There are many signals that can be used to monitor an agent’s behavior. Here are a few:
-
Behavior drift: In many systems, agents have specific responsibilities. One might be focused on code development; another could be responsible for research and analysis. Tracking agent behavior over time—examining what tools it uses, what parts of the system it accesses, and how many resources (in the form of tokens) it consumes—is important. If an agent’s behavior changes—for example, if it uses many more compute resources than normal—it is a sign that the agent’s behavior has drifted and it should be examined.
-
Misaligned actions: Detecting harmful or unintended actions requires looking carefully at what the agent is consuming (in terms of information made available to it in its prompt) and what it is delivering. That means capturing data about the agent’s inputs and outputs in real time and scanning that information to determine whether it is harmful, contains sensitive information, etc.
-
Telemetry: Telemetry includes agent traces, or logs of its thoughts and actions, that are delivered via agent APIs, as well as other data such as its system message and prompts.
For those interested in learning more about agent monitoring, I’ve developed a free educational resource on this topic here.
On the people side, how do you structure teams and rituals across engineering, product, security, and go-to-market so a startup can ship agentic AI safely without killing velocity?
In many cases, a startup is going to be focused on shipping quickly. This means that anything that gets in the way of delivering and validating a product (and generating revenue) is going to be secondary. My research on builder culture confirms this.
However, it’s possible to ship agentic systems more safely by baking certain habits into the process that are common sense and can prevent headaches down the road:
- Minimizing variability by creating solid harnesses or systems around agents that constrain and guide their behavior. These systems can help accelerate delivery because agents will be highly performant and optimized for their role.
- Following good development practices, such as examining code for security issues before deployment.
- Evaluating agent behavior across various use cases and situations so that there’s a good understanding of how agents will behave and where they are best deployed.

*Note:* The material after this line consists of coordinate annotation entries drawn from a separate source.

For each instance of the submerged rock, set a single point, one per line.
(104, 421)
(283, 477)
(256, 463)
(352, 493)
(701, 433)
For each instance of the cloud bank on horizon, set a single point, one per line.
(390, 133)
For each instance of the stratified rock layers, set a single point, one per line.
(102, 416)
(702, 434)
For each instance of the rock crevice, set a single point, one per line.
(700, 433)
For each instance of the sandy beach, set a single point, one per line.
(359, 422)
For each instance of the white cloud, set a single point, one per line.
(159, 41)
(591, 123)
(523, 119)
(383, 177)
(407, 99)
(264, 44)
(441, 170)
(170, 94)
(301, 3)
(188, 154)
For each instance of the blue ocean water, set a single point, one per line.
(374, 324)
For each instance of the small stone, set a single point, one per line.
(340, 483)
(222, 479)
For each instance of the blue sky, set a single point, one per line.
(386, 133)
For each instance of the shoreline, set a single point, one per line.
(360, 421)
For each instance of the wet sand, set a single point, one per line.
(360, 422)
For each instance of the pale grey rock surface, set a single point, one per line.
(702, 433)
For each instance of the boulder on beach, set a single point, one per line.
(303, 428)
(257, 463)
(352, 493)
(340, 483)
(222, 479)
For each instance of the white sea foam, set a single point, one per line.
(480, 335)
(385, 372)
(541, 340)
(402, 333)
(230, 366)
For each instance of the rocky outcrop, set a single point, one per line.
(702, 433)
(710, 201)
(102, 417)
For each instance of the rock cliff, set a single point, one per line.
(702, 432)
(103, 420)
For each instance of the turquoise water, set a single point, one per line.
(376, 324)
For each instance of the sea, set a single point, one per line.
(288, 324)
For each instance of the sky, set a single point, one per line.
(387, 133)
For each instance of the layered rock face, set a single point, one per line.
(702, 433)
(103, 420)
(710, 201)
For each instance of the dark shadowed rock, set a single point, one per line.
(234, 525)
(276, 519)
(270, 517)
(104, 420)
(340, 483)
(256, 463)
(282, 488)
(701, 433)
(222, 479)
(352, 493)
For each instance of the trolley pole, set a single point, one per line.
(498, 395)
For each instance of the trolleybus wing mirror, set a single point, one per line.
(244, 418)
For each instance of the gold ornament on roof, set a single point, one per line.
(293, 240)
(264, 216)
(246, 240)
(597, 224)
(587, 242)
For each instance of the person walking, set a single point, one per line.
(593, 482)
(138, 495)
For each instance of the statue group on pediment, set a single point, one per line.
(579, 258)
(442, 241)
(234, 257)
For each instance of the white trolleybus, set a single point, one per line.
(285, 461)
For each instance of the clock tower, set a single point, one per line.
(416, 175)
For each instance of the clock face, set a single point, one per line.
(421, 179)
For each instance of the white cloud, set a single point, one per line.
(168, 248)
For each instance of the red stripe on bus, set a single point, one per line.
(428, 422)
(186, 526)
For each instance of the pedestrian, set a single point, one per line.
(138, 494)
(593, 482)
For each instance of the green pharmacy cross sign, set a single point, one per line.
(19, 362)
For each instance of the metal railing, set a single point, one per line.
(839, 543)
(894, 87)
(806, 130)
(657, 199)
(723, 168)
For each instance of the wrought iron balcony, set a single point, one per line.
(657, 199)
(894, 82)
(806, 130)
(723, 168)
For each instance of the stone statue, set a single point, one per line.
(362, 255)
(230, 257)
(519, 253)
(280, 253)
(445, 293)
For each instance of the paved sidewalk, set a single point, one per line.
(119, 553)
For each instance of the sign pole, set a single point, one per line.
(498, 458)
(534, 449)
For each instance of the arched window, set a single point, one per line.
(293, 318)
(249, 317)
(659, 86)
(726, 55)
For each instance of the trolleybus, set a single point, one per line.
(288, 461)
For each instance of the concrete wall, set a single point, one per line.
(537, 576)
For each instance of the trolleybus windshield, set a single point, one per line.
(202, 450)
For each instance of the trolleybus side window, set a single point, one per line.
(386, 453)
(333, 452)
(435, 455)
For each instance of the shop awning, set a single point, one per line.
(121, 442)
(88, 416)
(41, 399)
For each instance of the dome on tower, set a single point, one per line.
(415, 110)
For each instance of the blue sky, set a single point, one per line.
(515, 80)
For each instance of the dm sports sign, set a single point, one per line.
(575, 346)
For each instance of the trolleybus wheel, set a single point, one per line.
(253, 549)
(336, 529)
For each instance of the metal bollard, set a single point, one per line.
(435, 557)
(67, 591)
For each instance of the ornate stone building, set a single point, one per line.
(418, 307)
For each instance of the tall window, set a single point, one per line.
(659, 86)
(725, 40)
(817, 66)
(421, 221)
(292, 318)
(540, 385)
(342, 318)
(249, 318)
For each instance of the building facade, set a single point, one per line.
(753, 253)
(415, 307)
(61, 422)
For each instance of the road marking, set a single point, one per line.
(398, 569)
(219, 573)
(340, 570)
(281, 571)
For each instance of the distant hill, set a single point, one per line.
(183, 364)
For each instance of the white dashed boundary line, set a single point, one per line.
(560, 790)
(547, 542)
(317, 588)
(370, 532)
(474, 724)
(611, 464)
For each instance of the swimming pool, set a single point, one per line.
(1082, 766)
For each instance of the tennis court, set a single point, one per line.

Finally, looking toward 2030, what underappreciated shift in autonomous AI do you foresee that founders should start planning for now?
One underappreciated trend is the decentralization of AI compute. Right now, several dominant AI labs lead the way in AI development. There may also be other innovators waiting in the wings who do not rely on large language models at all and who could transform how AIs are conceived and deployed in the future.
Over time, AI will not only be commoditized, but “good enough” models will be available and embedded into many devices. This means users will be able to reliably run their own agent infrastructure, tuned to their individual devices; this activity will be much safer and more predictable.
This may mean the worlds of commerce, product marketing, B2B, B2C, and so on could be completely transformed. These on-device agents will be attuned to their users’ wants, preferences, and needs (and can even anticipate them). They will be the ones buying, selling, and evaluating products and services, not humans.
We’ve already seen SEO transformed by AI that advises, recommends, and searches on behalf of people. That’s a world where the old rules of the attention economy no longer apply.
Studying what’s happening in online marketing and how it is rapidly shifting what it means to be visible online is good preparation for understanding what may be coming.
Thanks for sharing your knowledge and expertise. Is there anything else you'd like to add?
Nothing else. Thank you for the opportunity.